Compare the sums of the absolute values of the coefficients for both models, as well as the number of coefficients that are zero. Based on these measures, which model is a "simpler" description of the relationship between the features and the target?


In [19]:
lassoo1 = Lasso(alpha=0.001, max_iter=100000)
X_train_s = s.fit_transform(x_train)
lassoo1.fit(X_train_s, y_train)
X_test_s = s.transform(x_test)
y_pred = lassoo1.predict(X_test_s)
r2_score(y_test, y_pred)


0.8917369917314388

In [20]:
lr = LinearRegression()
lr.fit(X_train_s, y_train)
y_pred_lr = lr.predict(X_test_s)

r2_score(y_test, y_pred_lr)

0.8799482868812627

## L1 vs. L2 Regularization
As mentioned in the deck: `Lasso` and `Ridge` regression have the same syntax in SciKit Learn.

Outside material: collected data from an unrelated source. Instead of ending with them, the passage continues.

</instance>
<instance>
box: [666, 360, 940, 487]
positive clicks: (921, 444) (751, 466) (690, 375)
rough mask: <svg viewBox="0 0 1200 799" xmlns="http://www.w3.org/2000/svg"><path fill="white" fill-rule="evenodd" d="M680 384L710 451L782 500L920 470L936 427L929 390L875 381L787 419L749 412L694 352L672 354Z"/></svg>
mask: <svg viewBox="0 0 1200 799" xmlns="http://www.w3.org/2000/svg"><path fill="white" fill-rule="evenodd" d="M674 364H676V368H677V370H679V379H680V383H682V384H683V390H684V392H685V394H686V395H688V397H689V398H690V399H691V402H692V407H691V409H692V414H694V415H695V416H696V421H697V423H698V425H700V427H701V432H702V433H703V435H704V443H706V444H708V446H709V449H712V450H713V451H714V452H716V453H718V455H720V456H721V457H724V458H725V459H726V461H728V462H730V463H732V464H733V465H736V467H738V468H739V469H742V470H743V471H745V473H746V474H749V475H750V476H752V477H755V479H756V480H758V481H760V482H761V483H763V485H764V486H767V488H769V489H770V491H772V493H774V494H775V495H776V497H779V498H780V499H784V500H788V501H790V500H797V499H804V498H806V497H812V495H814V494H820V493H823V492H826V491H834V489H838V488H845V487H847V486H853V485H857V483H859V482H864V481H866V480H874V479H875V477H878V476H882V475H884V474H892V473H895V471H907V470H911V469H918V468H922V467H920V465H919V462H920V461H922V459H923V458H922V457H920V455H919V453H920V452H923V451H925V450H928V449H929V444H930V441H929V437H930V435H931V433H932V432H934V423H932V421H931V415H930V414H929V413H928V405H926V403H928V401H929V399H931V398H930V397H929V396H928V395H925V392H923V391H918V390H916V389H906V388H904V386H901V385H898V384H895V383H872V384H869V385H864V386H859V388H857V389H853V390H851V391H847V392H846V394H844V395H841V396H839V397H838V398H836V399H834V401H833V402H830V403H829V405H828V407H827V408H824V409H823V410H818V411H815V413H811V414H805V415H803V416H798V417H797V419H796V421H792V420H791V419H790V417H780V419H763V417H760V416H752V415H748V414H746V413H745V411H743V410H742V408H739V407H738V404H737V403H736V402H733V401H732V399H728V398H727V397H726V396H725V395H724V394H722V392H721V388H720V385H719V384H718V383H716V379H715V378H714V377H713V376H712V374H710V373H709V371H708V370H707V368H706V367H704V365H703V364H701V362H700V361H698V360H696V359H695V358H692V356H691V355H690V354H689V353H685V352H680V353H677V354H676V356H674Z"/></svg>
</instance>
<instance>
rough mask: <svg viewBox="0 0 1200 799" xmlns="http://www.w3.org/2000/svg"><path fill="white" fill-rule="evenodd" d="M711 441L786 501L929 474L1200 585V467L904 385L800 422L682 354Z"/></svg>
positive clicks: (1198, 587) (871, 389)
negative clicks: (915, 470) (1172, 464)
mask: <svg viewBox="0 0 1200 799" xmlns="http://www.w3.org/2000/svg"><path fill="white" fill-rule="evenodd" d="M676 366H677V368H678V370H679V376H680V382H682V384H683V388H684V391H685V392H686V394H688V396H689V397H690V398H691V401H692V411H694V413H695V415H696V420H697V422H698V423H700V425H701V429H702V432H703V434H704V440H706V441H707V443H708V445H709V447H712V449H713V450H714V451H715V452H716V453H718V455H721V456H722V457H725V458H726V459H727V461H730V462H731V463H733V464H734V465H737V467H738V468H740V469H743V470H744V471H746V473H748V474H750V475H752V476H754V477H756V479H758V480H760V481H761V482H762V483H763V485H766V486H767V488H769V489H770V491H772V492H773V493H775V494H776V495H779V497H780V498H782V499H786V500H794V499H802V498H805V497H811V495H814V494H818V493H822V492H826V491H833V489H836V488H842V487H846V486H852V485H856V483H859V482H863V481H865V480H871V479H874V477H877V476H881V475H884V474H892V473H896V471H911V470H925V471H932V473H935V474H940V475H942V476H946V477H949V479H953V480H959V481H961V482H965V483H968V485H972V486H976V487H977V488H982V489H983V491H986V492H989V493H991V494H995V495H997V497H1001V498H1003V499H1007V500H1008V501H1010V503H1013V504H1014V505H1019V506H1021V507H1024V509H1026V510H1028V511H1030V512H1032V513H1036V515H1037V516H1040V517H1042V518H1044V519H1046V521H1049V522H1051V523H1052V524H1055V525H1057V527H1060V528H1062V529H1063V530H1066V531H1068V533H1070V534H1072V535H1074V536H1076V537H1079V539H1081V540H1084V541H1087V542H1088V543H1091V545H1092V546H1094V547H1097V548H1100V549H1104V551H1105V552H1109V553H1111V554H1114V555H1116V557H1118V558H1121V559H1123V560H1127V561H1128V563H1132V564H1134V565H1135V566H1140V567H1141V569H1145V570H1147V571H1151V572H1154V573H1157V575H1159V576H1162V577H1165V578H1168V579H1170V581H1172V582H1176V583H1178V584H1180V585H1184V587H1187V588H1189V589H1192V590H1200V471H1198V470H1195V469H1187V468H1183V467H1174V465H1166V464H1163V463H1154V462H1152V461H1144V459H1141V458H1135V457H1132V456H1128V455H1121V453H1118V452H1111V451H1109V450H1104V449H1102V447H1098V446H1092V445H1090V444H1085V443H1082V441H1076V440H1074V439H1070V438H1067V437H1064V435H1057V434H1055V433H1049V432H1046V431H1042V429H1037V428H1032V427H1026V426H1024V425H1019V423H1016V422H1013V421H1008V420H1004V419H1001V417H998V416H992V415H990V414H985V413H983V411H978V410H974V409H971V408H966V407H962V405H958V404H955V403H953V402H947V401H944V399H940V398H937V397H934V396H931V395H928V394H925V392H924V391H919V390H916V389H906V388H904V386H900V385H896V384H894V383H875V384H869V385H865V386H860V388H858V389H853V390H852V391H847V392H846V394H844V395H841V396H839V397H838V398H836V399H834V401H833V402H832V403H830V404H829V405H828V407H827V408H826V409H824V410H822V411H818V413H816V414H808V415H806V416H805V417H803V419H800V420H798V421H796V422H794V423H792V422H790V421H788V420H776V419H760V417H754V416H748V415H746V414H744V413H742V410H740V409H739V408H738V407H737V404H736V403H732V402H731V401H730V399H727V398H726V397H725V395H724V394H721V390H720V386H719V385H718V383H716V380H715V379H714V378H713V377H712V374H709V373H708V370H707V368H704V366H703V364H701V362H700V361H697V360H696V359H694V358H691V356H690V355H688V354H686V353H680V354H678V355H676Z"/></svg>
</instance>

Now we're going to compare the results from Ridge vs. Lasso regression:


In [22]:
### BEGIN SOLUTION
# Decreasing regularization and ensuring convergence
from sklearn.linear_model import Ridge


r = Ridge(alpha = 0.001)
X_train_s = s.fit_transform(x_train)
r.fit(X_train_s, y_train)
X_test_s = s.transform(x_test)
y_pred_r = r.predict(X_test_s)

# Calculating r2 score
r.coef_
### END SOLUTION

array([-1.43017082e+01,  1.15185474e+01, -2.17817850e+01,  5.00353736e+00,
       -4.13509201e+00,  1.30868122e+01,  1.94339817e+01, -2.26454525e+01,
        2.09366189e+01, -1.40106342e+00,  1.68964569e+01,  3.97219520e-01,
        6.49774506e-01,  2.42472380e-01,  6.66775946e-01,  1.38068884e+00,
       -8.37348303e+00,  6.53158555e+00, -7.65358814e-01, -1.16623097e+00,
       -2.52325047e+00, -8.00433885e+00,  2.15527434e+01,  4.50185260e+00,
       -8.12917429e-01, -3.79154996e-02,  2.91198781e-01, -9.77233905e+00,
        1.59002806e+00,  1.12634966e+00, -1.15591658e+00, -1.07548914e+00,
        4.43908941e+00, -4.07048351e+00, -1.23523954e+00,  8.08218938e+00,
       -3.14207888e-01, -8.01161891e+00,  1.28027050e+01,  8.12427445e+00,
        1.58713331e+00,  6.87224963e+00,  5.32012933e-02,  1.57809183e+00,
       -5.40970480e+00,  5.00353737e+00, -4.32883794e+00, -8.05472175e+00,
        2.13226638e+00,  1.62233746e-01,  8.33891342e-02, -9.76359999e-01,
        3.26407951e-01, -

In [24]:
lassoo1 # same alpha as Ridge above

In [25]:
lassoo1.coef_

array([-0.00000000e+00,  0.00000000e+00, -1.82869276e+01,  5.40005682e+00,
       -0.00000000e+00,  1.11657677e+01,  8.69228971e+00, -1.79751693e+01,
        4.94276895e+00,  0.00000000e+00,  6.12489385e+00,  8.73861796e-01,
        9.74404935e-01,  2.13151397e-03,  0.00000000e+00,  1.73896404e+00,
       -9.99432645e+00,  4.92668212e+00, -5.52928098e-01, -7.25516204e-01,
       -0.00000000e+00, -0.00000000e+00,  0.00000000e+00,  4.08824127e+00,
        5.22040647e-01,  2.17945394e-01,  1.30088853e-01, -1.26984366e+00,
        4.91283934e-01,  7.66056624e-01, -8.31333579e-01, -7.08257356e-01,
        2.65589223e+00, -8.39092955e-01, -9.99905016e-01,  3.88446848e+00,
       -7.72469478e-01,  6.91632151e+00,  7.29412809e+00,  5.85602446e+00,
        1.40587620e+00,  6.37871457e+00,  5.95018329e-01, -2.08335499e+00,
       -5.58976948e+00,  1.45350681e+00, -3.36312999e+00, -7.49442274e+00,
        2.40744022e+00,  1.03079226e+00, -8.08815677e-01,  0.00000000e+00,
        1.11004858e+00, -

In [27]:
y_pred = r.predict(X_pf_ss)
print(r2_score(y, y_pred))

y_pred = lassoo1.predict(X_pf_ss)
print(r2_score(y, y_pred))

0.904550293230595
0.9061473908134146


# Example: Does it matter when you scale?

In [28]:
X_train, X_test, y_train, y_test = train_test_split(X_ss, y, test_size=0.3, 
                                                    random_state=72018)

In [29]:
lr = LinearRegression()
lr.fit(X_train, y_train)
y_pred = lr.predict(X_test)
r2_score(y_test, y_pred)

0.6881141968532016

In [30]:
X_train, X_test, y_train, y_test = train_test_split(X, y, test_size=0.3, 
                                                    random_state=72018)

In [31]:
s = StandardScaler()
lr_s = LinearRegression()
X_train_s = s.fit_transform(X_train)
lr_s.fit(X_train_s, y_train)
X_test_s = s.transform(X_test)
y_pred_s = lr_s.predict(X_test_s)
r2_score(y_test, y_pred)

0.6881141968532016

**Conclusion:** It doesn't matter whether you scale before or afterwards, in terms of the raw predictions, for Linear Regression. However, it matters for other algorithms. Plus, as we'll see later, we can make scaling part of a `Pipeline`.